In age- and sex-adjusted linear regression models (see Table 2), we found a significant association between hepatic T1-times and total bilirubin (p = 0.025), AST/GOT (Glutamat-Oxalacetat-Transaminase) (p = 0.011), gGT (p = 0.002), and NT-proBNP (p = 0.004), LVEF (p = 0.045), RV (Right Ventricle) size and function (RVEF, p = 0.045, RVEDV/BSA (Right Ventricle End Diastolic Volume/Body Surface Area), p = 0.005), LA size (p < 0.001), and myocardial native T1-times (p < 0.001).
Interestingly, regression models showed a different pattern of association with baseline variables when comparing native HU values on CT and CMR. For CT, regression models revealed an association with BMI (p < 0.001), HbA1C (p = 0.005) and the NFS (p = 0.014), none of which were associated with native hepatic T1-times. None of the conventional CMR parameters, including LV and RV size and function were associated with liver HU values on CT.

4. Discussion

We report three main findings in this exploratory study of patients undergoing non-contrast CT and CMR within 30 days: (1) liver HU values on CT and native hepatic T1-times on CMR only correlate weakly with each other, (2) liver HU values on CT are associated with cardiometabolic traits, such as diabetes and the NFS, and (3) in contrast, hepatic T1-times on CMR are associated with impaired cardiac function, including LVEF, RVEF, and natriuretic peptide levels.
In patients with CVD, liver damage is frequently observed but is rarely assessed. Two clinical scenarios are most commonly discussed as causes for liver damage in these patients: (1) congestion due to cardiac backward failure, and (2) MAFLD/NAFLD, which is the most rapidly increasing cause of liver-related mortality worldwide and is strongly associated with risk for cardiovascular disease [19].
Cardiac backward failure as a cause for liver damage can easily be identified by cardiovascular imaging using CMR, allowing for assessment of left and right ventricular function, and surrogates of filling pressures, such as left atrial size. Moreover, T1-mapping of the left ventricle on CMR further enhances our understanding of cardiac dysfunction caused by diffuse alterations within the myocardium [10], which may result in liver damage. The complex interplay between cardiac and liver dysfunction, however, is incompletely understood.
In addition to heart failure as a cause for liver damage, MAFDL/NAFLD is highly prevalent in patients with cardiovascular diseases [19]. The diagnosis of MAFLD/NAFLD, however, is challenging as it reflects a broad spectrum of liver disease, ranging from steatosis, in which lipid accumulation in hepatocytes is the predominant histological characteristic, to nonalcoholic steatohepatitis (NASH), which is characterized by additional hepatic inflammation with or without fibrosis, up to liver cirrhosis. Laboratory-based scores lack accuracy [20,21] and liver biopsy, representing the gold-standard technique, is rarely performed due to its invasive nature. Instead, non-invasive imaging, including non-contrast CT, is frequently used to diagnose MAFLD/NAFLD. Fat accumulation causes reduced attenuation on non-contrast CT scans of the liver [22]. Several approaches are used, including use of HU values of hepatic tissue alone and in relation to spleen parenchyma [23,24]. Previous studies highlighted the clinical relevance of MAFDL/NAFLD and CVD. Among 5121 asymptomatic individuals undergoing coronary CT angiography, Lee et al. [25] demonstrated that MAFLD/NAFLD was associated with non-calcified coronary plaques and sudden and unexpected cardiac events. Another study in 308 healthy subjects demonstrated that participants with NAFLD exhibited echocardiographic signs of cardiac remodeling.
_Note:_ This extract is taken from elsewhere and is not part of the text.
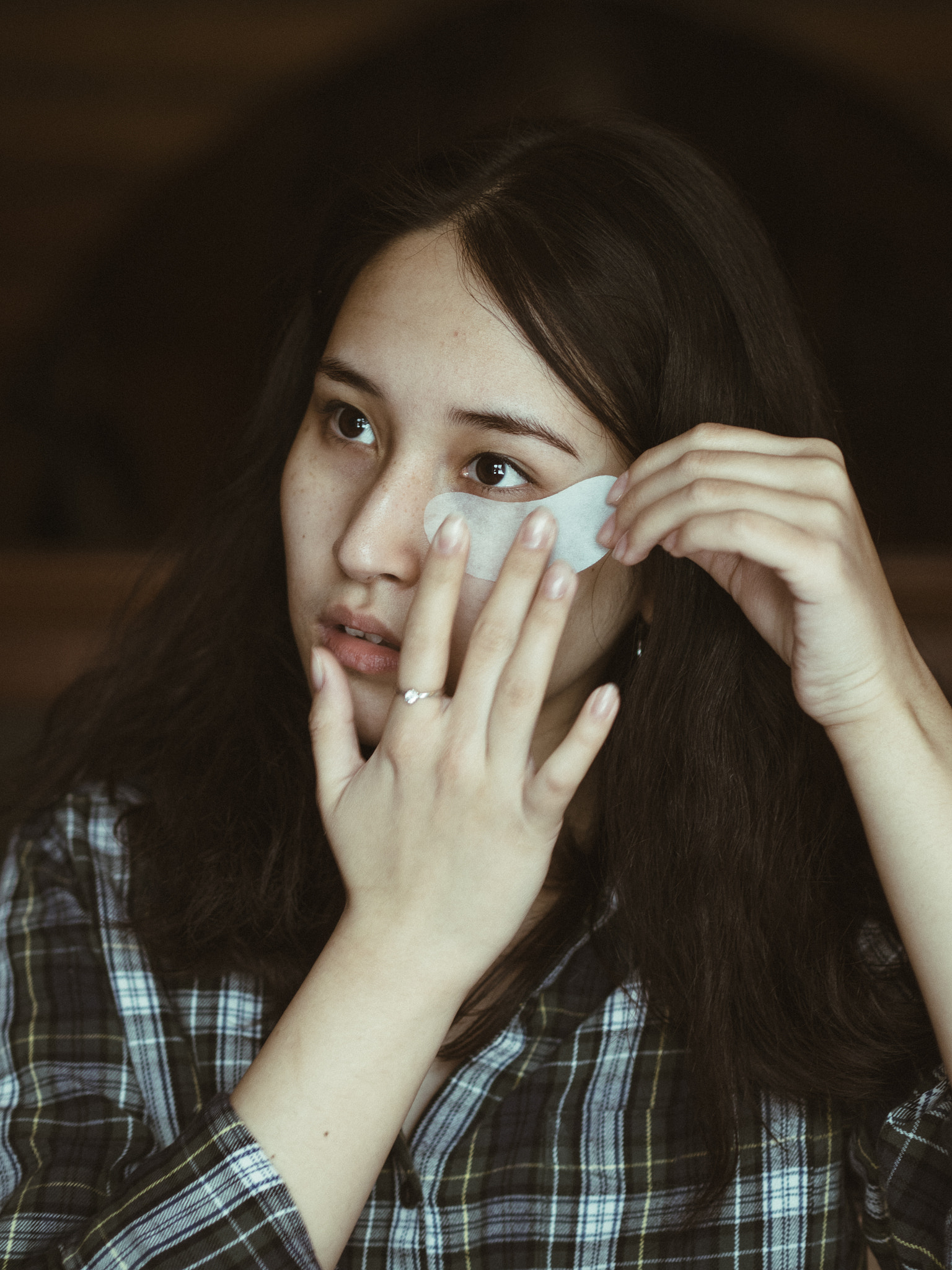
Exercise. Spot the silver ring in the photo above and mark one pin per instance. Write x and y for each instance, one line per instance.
(413, 696)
In addition, regarding 18-Fluorodeoxyglucose positron emission tomography (18FDG-PET) image analysis, cardiac glucose uptake was significantly decreased in participants with MAFLD/NAFLD [26]. Taken together, MAFLD/NAFLD is associated with CVD, and both share similar risk factors [9]. However, it is unknown how MAFLD/NAFLD is best assessed in patients with established CVD and whether it is an independent harbinger of increased risk [27].
Both CT and CMR are routine imaging techniques in patients with CVD. T1-mapping is now routinely applied in patients undergoing CMR and would also allow for liver tissue assessment as it is frequently displayed on standard cardiac T1-maps. However, hepatic T1-mapping in patients undergoing CMR has never been correlated with HU values on CT. Few studies report on T1-times of the liver in patients with CVD. In line with our findings, that native hepatic T1-times are associated with LV systolic dysfunction in a study by Isaak and Praktiknjo et al. on 60 participants receiving a liver MR and a CMR. They demonstrated that participants with greater severity of liver disease also displayed more severe systolic dysfunction, and increased myocardial T1-times [13]. Similarly, higher T1-times of the liver were associated with impaired LV function in patients with non-ischemic cardiomyopathy [14].
We could show that results from non-contrast CT and T1-mapping on CMR may represent different aspects of liver damage in patients with CVD. Whereas CT detects a cardiometabolic trait with higher prevalence of diabetes and higher NAFLD score (lower HU values indicating higher risk), higher native hepatic T1-times are associated with a dismal cardiac risk profile, including impaired left and right ventricular ejection fraction, enlarged left atrial size, and higher natriuretic peptide levels. Future research is warranted to investigate the underlying processes detected on hepatic T1-mapping and whether it may be useful for improved risk prediction in patients with established CVD.

Limitations

Several limitations merit comment. Firstly, the single center study and the retrospective nature may result in a biased cohort and results may not be generalized to other cohorts. Secondly, T1-times reflect composite alterations within the tissue and T1-mapping results do not allow for a direct conclusion about pathophysiological processes. Of note, in NAFLD/MAFLD both fat accumulation and fibrosis play a crucial role, however, fat lowers native hepatic T1-times whereas fibrosis leads to an increase in T1-times. This may explain the weak correlation between CT and CMR tissue characterization findings. Hence, changes in T1-time in the liver may be a result of several components, which could only be confirmed by invasive biopsy.

5. Conclusions

Hepatic T1-times are easy to assess on standard T1-maps on CMR but only weakly correlated with hepatic HU values on CT and clinical NAFLD/MAFLD scores. Hepatic T1-times, however, are linked to impaired systolic function and higher natriuretic peptide levels. The prognostic value and clinical usefulness of hepatic T1-times in CMR cohorts warrant further research.

Author Contributions

Conceptualization C.B. and A.K.; methodology, K.M.; software, L.M.; validation, A.K., C.B.; formal analysis, M.K.; investigation, L.M. and K.H.; resources, A.K. and E.W.; data curation, C.B.; writing—original draft preparation; writing—review and editing, A.K.; visualization, C.L., M.T., J.M. and C.H.; supervision, A.K. and C.N.; project administration, D.B.; funding acquisition, C.D. All authors have read and agreed to the published version of the manuscript.

Funding

This research received no external funding.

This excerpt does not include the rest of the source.